I have to either normalize or replace some values in a dataframe so that, if the value is 0, it keeps being 0. If the value is 1, it turns to 0 and if it's more than 1, it turns to be 1. I tried using the min-max function but it does not seem to have some kind of possible modification for this purpose, so I tried to use this code (look below) to replace the values but it prints the columns separately, and when it printed it with the rest of the columns, no value had changed. This makes me doubt whether I should use normalization or value replacing here.
def min_max_scaling(df):
# copy the dataframe
df_min_max_scaled = df.copy()
# define specific columns
# apply filter of 0, 1, 1
columns = df_min_max_scaled["cholesterol","gluc", "smoke", "alco", "active", "cardio"]

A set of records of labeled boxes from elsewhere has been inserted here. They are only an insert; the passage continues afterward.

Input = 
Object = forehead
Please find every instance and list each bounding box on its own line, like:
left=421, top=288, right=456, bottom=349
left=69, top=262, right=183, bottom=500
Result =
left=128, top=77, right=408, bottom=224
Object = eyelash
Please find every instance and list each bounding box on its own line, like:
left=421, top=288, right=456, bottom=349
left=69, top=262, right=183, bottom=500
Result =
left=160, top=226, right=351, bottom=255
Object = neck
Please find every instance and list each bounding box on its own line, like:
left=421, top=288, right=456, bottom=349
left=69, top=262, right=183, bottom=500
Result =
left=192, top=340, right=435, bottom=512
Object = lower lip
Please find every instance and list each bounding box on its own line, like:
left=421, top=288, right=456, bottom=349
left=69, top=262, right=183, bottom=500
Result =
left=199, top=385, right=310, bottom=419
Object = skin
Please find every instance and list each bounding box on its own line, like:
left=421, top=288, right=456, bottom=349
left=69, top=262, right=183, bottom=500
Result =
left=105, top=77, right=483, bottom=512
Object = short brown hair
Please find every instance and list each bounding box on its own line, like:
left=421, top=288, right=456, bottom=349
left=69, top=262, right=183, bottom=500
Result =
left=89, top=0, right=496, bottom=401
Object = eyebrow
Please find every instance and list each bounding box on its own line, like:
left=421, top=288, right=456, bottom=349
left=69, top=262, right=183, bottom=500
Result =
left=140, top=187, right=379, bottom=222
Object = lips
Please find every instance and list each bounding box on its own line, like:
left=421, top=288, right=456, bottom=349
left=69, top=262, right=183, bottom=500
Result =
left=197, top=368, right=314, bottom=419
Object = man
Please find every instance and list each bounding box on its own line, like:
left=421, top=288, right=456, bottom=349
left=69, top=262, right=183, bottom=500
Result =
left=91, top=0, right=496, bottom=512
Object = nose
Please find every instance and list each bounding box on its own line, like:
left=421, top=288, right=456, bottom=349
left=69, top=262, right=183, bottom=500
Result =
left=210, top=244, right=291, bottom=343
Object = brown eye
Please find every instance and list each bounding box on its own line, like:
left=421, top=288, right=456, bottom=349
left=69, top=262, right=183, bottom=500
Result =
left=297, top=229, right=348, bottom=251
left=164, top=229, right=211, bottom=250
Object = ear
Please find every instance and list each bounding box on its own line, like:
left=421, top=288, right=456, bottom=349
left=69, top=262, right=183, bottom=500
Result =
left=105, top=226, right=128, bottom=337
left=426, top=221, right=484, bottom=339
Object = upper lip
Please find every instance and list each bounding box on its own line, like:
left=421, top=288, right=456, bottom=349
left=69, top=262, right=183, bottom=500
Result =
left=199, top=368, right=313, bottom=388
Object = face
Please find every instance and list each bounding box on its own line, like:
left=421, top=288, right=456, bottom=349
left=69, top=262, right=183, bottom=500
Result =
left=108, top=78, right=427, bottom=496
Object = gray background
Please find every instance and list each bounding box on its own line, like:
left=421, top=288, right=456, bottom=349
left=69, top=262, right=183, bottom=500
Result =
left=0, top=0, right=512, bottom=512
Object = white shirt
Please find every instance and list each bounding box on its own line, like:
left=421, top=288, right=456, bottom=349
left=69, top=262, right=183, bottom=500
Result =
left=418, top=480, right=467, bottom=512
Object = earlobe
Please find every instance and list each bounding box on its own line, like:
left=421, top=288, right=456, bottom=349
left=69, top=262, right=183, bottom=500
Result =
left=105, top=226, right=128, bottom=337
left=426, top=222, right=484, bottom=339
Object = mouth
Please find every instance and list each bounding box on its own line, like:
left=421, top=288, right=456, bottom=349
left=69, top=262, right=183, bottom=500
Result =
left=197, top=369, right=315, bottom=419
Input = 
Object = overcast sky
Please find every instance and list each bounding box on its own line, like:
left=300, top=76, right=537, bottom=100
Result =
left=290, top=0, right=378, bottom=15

df_min_max_scaled[columns] = (df_min_max_scaled[columns] - df_min_max_scaled[columns].min()) / (
df_min_max_scaled[columns].max() - df_min_max_scaled[columns].min())
if columns["cholesterol", "glue"].value() > 1:
columns.replace(0, 1)
print(columns)
else:
pass
print(df_min_max_scaled)
CodePudding user response:
IIUC:
Your conditions:
- If the value is 0, it keeps being 0
- If the value is 1, it turns to 0
- If it's more than 1, it turns to be 1.
df['col2'] = df['col1'].gt(1).astype(int)
print(df)
# Output
col1 col2
0 0.0 0
1 0.5 0
2 1.5 1
Details:
>>> df # .gt(1)? -> .astype(int)
col1
0 0.0 # 0.0 > 1? False -> int(False) -> 0
1 0.5 # 0.5 > 1? False -> int(False) -> 0
2 1.5 # 1.5 > 1? True -> int(True) -> 1
# For a scalar value, you can try:
>>> int(0.5 > 1)
0
>>> int(1.5 > 1)
1
Update
I need to see how to replace the values and not to create a new column
cols = ['cholesterol', 'gluc', 'smoke', 'alco', 'active', 'cardio']
df[cols] = df[cols].gt(1).astype(int)